Chilling ‘Sacred Deer’ not easy film to watch
Mysteriously, almost maddeningly cool, “The Killing of a Sacred Deer” exists to give you the chills. Its eerie first shot is an extended close-up of openheart surgery shown in morbid detail. After that negative note, things in this heartless drama get much worse.
Director Yorgos Lanthimos transforms the orderly life of a prominent cardiologist into a nightmare of suffering stripped of any mercy.
Colin Farrell portrays Steven, a Cincinnati surgeon at the top of his professional game. Walking the big hospital’s sterile corridors with aloof confidence, he’s the sort of specialist who seems faultless.
Yet, almost from the first instant, the film quietly sows seeds of doubt. One of the first images of Steven shows him after that realistic, worrying heart operation, peeling off his bloodspattered latex gloves and dropping them out of sight in the trash like evidence hidden at a crime scene.
That suspicion spreads as we watch Steven in an odd relationship with 16-yearold Martin (“Dunkirk’s” Barry Keoghan), the son of a man who died after visiting his operating theater. As they sit face to face in a diner, Farrell subtly shows us that Steven lacks the supreme confidence he feels in his professional element.
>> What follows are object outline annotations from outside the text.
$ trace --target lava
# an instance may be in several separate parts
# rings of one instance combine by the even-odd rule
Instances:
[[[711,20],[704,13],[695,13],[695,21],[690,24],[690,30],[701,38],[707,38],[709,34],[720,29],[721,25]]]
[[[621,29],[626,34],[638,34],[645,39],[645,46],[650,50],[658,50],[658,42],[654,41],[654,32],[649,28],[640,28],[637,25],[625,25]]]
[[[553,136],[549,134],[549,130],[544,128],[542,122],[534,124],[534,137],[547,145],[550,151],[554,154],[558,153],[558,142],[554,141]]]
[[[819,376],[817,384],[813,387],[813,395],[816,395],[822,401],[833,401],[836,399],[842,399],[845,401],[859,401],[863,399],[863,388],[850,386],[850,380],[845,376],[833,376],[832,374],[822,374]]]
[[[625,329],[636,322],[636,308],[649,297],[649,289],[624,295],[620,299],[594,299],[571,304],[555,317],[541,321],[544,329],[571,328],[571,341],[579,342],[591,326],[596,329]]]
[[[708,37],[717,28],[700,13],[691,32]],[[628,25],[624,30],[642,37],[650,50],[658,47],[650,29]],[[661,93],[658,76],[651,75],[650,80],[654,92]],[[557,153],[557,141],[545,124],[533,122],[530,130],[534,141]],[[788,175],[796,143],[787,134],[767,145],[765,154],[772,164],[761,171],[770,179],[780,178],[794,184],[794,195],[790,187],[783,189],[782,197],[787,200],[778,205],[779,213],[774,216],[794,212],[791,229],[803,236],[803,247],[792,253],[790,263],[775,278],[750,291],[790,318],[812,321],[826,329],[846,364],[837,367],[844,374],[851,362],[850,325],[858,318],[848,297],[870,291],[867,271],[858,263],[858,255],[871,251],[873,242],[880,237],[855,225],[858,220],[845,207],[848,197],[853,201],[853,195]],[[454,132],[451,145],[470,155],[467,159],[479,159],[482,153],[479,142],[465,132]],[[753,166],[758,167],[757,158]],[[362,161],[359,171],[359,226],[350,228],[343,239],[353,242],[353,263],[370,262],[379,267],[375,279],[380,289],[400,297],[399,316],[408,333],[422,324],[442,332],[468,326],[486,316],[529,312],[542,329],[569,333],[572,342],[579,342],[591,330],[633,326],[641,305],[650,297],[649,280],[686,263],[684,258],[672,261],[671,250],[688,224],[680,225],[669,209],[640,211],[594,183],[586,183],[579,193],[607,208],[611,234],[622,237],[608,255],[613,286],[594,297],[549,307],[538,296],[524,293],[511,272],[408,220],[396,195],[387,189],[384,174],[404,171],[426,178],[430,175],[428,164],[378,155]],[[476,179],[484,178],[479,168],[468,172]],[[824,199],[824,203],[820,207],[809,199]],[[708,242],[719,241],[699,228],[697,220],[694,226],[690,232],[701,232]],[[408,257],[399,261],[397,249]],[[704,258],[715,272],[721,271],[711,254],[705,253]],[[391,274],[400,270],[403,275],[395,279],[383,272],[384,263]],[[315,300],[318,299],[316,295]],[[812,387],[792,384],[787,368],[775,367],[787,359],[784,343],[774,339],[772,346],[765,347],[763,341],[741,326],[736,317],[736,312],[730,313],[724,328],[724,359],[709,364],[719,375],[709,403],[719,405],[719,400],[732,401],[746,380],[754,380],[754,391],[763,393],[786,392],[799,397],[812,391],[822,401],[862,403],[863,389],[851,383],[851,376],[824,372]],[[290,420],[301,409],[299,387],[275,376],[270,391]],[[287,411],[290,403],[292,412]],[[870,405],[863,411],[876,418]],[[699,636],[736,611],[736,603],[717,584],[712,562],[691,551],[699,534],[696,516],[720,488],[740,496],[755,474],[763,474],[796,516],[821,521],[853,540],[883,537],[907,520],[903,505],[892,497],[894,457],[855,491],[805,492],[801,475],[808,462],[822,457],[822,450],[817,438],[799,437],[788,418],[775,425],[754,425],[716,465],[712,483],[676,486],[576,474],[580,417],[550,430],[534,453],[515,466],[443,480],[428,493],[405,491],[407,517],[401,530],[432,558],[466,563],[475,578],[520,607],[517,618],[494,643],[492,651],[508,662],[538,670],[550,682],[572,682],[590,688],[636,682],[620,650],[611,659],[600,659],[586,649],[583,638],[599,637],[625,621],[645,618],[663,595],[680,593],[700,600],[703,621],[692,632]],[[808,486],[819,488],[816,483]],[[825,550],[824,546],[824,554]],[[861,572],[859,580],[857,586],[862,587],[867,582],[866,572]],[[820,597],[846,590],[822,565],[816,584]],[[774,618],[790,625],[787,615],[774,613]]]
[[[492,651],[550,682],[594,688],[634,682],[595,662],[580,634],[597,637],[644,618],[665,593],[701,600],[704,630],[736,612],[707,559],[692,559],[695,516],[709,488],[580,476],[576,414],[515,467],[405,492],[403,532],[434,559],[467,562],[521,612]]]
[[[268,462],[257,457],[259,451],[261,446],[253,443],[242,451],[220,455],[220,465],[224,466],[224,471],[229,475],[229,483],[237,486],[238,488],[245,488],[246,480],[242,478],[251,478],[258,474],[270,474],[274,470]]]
Is Martin stalking him? Is Steven trying to buy his silence — with a wildly expensive wristwatch — to conceal some secret they share? How will Martin react when Steven begins to neglect him?
Little in the film’s
foreboding first act is what you might think, including Steven’s tranquil, prosperous home life with his physician wife, Anna (Nicole Kidman). It’s clear that the couple face problems. Their suburban mansion is beautiful, immaculate but as icy as their distant relationship to their well-behaved daughter Kim and son Bob (Raffey Cassidy and Sunny Suljic).
Martin, always polite but uncomfortable keeping others in extended eye contact, begins moving into their domestic lives.
Kim feels attracted, but Martin, who has sought the children’s friendships to help him complete an unspoken mission, insists that they remain platonic and pure.
It’s his goal to take hold of or deliver a mysterious abstraction concerning the idyllic family. When he announces his prize as “justice,” it gives us the sense of having fallen down a rabbit hole on our way to a surreal and sinister landing.
This is a startling, difficult film. It can’t be watched easily, and though it doles out blasts of pitch-black humor, it shouldn’t be examined casually. The film follows Steven’s misery attentively. By the time he reaches the breaking point, the film has examined the limits of the human soul as closely as Steven began it by probing the human heart.